Reisebericht // Kai Gutmann & Woody

Golden Retriever Woody und Kai am Strand

Kai war mit seinem Golden Retriever Woody unterwegs von Bochum auf dem Rheinradweg bis Hoek van Holland in den Niederlanden. 650 Kilometer mit Fahrrad, Hund und Zelt.

Die beiden machen keine halben Sachen! Wenn Kai mit seinem Vierbeiner auf Bikepacking-Tour geht, dann wird es abenteuerlich. 

Kai liebt das unabhängige, freie Reisen. Er ist gern mit Woody gemeinsam unterwegs, bei Wind und Wetter durch die Natur. Was läge da also näher als das Fahrrad zu satteln, den Fahrradanhänger mitzunehmen und einfach loszufahren?

Die erste Idee für eine längere Tour war einige Monate vorher geboren worden. Kai wollte unbedingt ans Meer. Woody als waschechter Retriever (Wasser-Freak!) hatte natürlich nichts dagegen einzuwenden 🙂

Und so stand der Plan fest: 650km in 14 Tagen an die niederländische Küste und zurück.

Wer Großes plant, der sollte sich entsprechend vorbereiten. Gesagt, getan 😉

Konditionstraining

Die wichtigste Vorbereitung für die lange Fahrradtour war eine gute Kondition aufzubauen. Im Alltag darf Woody seinen Zweibeiner oft ins Büro begleiten. 

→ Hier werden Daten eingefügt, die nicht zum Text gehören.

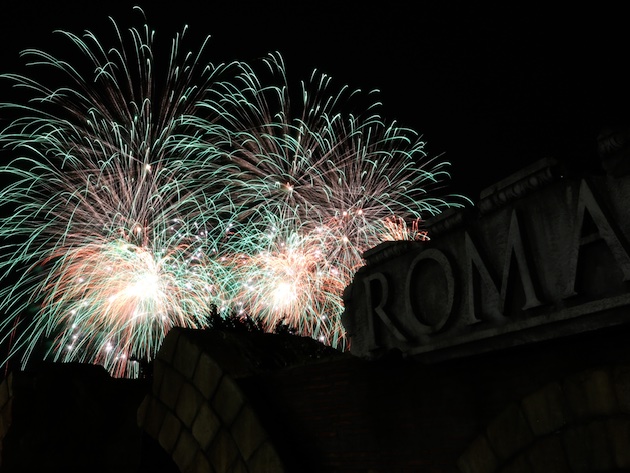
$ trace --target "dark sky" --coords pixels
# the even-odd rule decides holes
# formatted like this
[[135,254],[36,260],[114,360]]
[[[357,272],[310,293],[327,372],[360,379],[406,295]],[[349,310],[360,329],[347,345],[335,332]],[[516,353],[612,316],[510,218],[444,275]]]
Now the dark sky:
[[[108,16],[121,27],[139,24],[134,3],[6,3],[3,72],[16,67],[22,49],[51,50],[55,29],[93,30],[106,43]],[[623,11],[513,2],[504,9],[411,6],[424,3],[135,4],[160,38],[170,40],[184,24],[191,48],[211,35],[217,62],[279,51],[293,77],[316,68],[339,85],[381,90],[383,115],[421,133],[430,154],[452,163],[451,190],[473,200],[536,159],[590,159],[597,133],[626,122],[630,40]]]

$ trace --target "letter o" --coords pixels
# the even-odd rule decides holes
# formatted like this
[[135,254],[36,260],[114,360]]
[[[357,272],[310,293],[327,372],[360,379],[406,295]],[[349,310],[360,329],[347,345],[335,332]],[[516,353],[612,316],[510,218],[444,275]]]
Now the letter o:
[[[453,311],[455,278],[447,256],[429,248],[411,262],[405,283],[407,313],[421,333],[441,330]],[[417,325],[414,324],[414,325]]]

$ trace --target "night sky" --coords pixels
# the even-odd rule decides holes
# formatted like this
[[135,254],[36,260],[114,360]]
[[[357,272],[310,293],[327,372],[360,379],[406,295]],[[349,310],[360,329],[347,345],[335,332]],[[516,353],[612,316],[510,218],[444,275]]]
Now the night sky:
[[539,158],[588,161],[599,131],[625,123],[630,111],[630,41],[626,16],[615,9],[411,7],[424,2],[397,0],[6,3],[2,72],[16,70],[25,48],[65,57],[68,43],[58,42],[55,29],[92,30],[113,44],[107,17],[139,26],[137,4],[165,42],[184,24],[191,49],[211,35],[215,62],[278,51],[296,80],[318,69],[339,86],[379,89],[383,116],[421,133],[430,155],[452,163],[450,190],[473,200]]

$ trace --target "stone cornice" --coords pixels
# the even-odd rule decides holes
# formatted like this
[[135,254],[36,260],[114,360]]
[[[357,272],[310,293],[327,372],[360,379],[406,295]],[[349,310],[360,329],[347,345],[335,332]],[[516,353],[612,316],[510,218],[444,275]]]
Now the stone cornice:
[[370,248],[365,251],[363,253],[363,259],[365,260],[367,266],[376,265],[391,258],[395,258],[398,255],[402,255],[414,247],[417,248],[418,245],[421,244],[422,242],[418,241],[384,241],[383,243],[376,245],[374,248]]
[[466,215],[470,209],[448,209],[435,217],[425,221],[425,228],[429,232],[429,238],[443,235],[460,228],[466,222]]
[[563,172],[554,158],[543,158],[481,192],[477,208],[487,214],[561,179]]

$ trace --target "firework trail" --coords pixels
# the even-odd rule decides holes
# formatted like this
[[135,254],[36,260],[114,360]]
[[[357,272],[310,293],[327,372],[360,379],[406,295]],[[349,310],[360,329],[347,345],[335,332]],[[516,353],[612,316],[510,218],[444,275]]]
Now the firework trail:
[[[188,146],[238,209],[244,230],[231,244],[254,236],[237,251],[248,255],[238,267],[250,294],[239,310],[269,329],[287,322],[343,348],[342,292],[362,253],[385,240],[425,238],[422,219],[464,200],[435,196],[448,163],[428,158],[413,130],[385,122],[377,103],[364,116],[347,112],[360,91],[334,92],[315,71],[296,101],[281,56],[264,64],[271,83],[240,64],[237,81],[202,103],[208,112],[190,117],[199,131]],[[273,303],[279,294],[286,304]]]
[[62,86],[2,76],[30,96],[1,105],[19,115],[0,131],[16,155],[0,168],[10,355],[130,376],[130,360],[154,357],[173,326],[207,327],[211,308],[346,348],[342,292],[362,253],[425,238],[424,218],[464,205],[435,197],[448,164],[325,74],[292,97],[278,54],[261,74],[214,66],[205,43],[182,52],[184,30],[164,68],[147,26],[112,24],[113,48],[61,32],[84,68],[25,52]]
[[[207,255],[218,251],[213,235],[224,230],[216,217],[228,209],[219,208],[220,191],[200,185],[211,176],[177,140],[180,117],[229,67],[184,54],[182,32],[158,80],[153,33],[145,26],[124,37],[112,23],[112,49],[91,33],[62,32],[87,72],[42,51],[24,53],[63,86],[3,76],[31,99],[4,104],[21,116],[0,134],[17,154],[0,169],[10,182],[0,192],[0,268],[16,281],[0,297],[12,356],[23,350],[26,362],[41,339],[56,337],[55,358],[123,375],[131,357],[150,359],[173,325],[203,326],[218,287]],[[25,317],[33,305],[37,315]]]
[[[232,239],[235,258],[230,265],[236,315],[253,316],[264,329],[288,326],[323,343],[343,346],[340,294],[345,279],[326,259],[325,228],[313,231],[312,222],[294,214],[260,215],[257,230]],[[238,248],[240,249],[238,249]]]

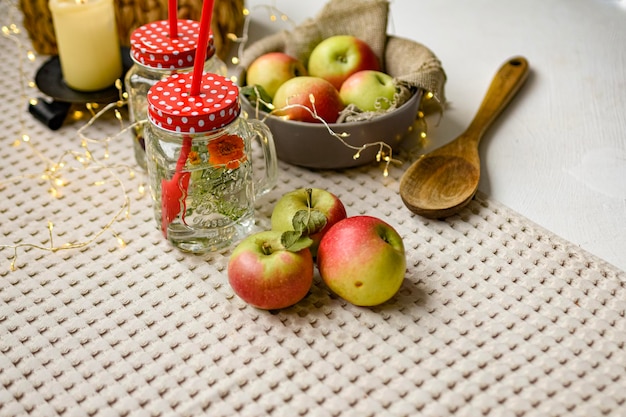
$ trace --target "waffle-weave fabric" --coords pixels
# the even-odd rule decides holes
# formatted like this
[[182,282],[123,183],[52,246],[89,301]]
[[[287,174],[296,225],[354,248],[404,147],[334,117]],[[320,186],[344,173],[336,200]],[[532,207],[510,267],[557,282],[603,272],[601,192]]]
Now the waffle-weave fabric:
[[[0,42],[1,416],[626,414],[623,271],[483,194],[445,221],[411,214],[398,195],[408,162],[387,178],[376,164],[281,163],[259,230],[285,192],[326,188],[398,230],[407,272],[378,307],[342,301],[316,273],[297,305],[257,310],[228,284],[228,250],[187,255],[163,239],[136,191],[145,178],[128,173],[130,133],[98,120],[90,137],[114,139],[89,143],[85,163],[82,123],[30,117],[16,48]],[[42,175],[66,152],[54,198]],[[63,249],[76,242],[89,243]]]

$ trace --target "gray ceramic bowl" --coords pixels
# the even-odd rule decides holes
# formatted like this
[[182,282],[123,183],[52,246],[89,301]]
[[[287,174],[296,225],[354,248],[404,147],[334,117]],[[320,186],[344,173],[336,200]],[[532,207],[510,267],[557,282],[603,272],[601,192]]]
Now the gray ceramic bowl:
[[[385,142],[395,150],[413,125],[421,98],[418,90],[406,103],[385,115],[368,121],[329,126],[337,134],[348,133],[350,136],[344,140],[352,146]],[[256,117],[257,112],[250,102],[243,96],[241,101],[249,117]],[[379,146],[370,146],[354,159],[357,151],[345,146],[321,123],[284,120],[264,112],[259,112],[258,118],[264,120],[272,131],[278,158],[293,165],[316,169],[351,168],[373,162],[379,150]]]

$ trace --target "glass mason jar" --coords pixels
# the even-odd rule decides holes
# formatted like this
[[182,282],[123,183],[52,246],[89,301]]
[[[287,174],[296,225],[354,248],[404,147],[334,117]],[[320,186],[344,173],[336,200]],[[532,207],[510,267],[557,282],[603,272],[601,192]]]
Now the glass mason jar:
[[[148,90],[157,81],[172,74],[193,70],[199,32],[200,23],[179,19],[178,36],[172,39],[169,34],[169,22],[161,20],[135,29],[130,36],[130,56],[133,66],[126,73],[124,83],[128,93],[130,121],[134,124],[131,134],[135,159],[143,169],[146,169],[143,130],[148,113],[146,100]],[[215,55],[212,34],[209,37],[204,71],[218,75],[227,73],[226,64]]]
[[[148,92],[146,154],[158,227],[177,248],[203,253],[252,231],[255,199],[276,184],[278,168],[272,134],[241,114],[238,87],[205,73],[191,95],[192,78],[174,74]],[[263,169],[253,169],[254,139]]]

Den Arbeitsweg haben die beiden daher zur Trainingsstrecke umfunktioniert. Fahrrad und Hund konnten praktischerweise ein Stück in der Regionalbahn mitgenommen werden. 

Später hat Kai dann die gesamten 16km Arbeitsweg mit dem Fahrrad zurückgelegt. Dann durfte das Rad rollen und Woody laufen. 

So konnte Kai die Trainingsstrecke flexibel gestalten, die Kondition langsam aufbauen und Woody an das Laufen am Rad und das Fahren im Anhänger gewöhnen.

Golden Retriever Woody am Fahrrad

Das Fahrrad

Der nächste Schritt war die Vorbereitung des technischen Equipments. 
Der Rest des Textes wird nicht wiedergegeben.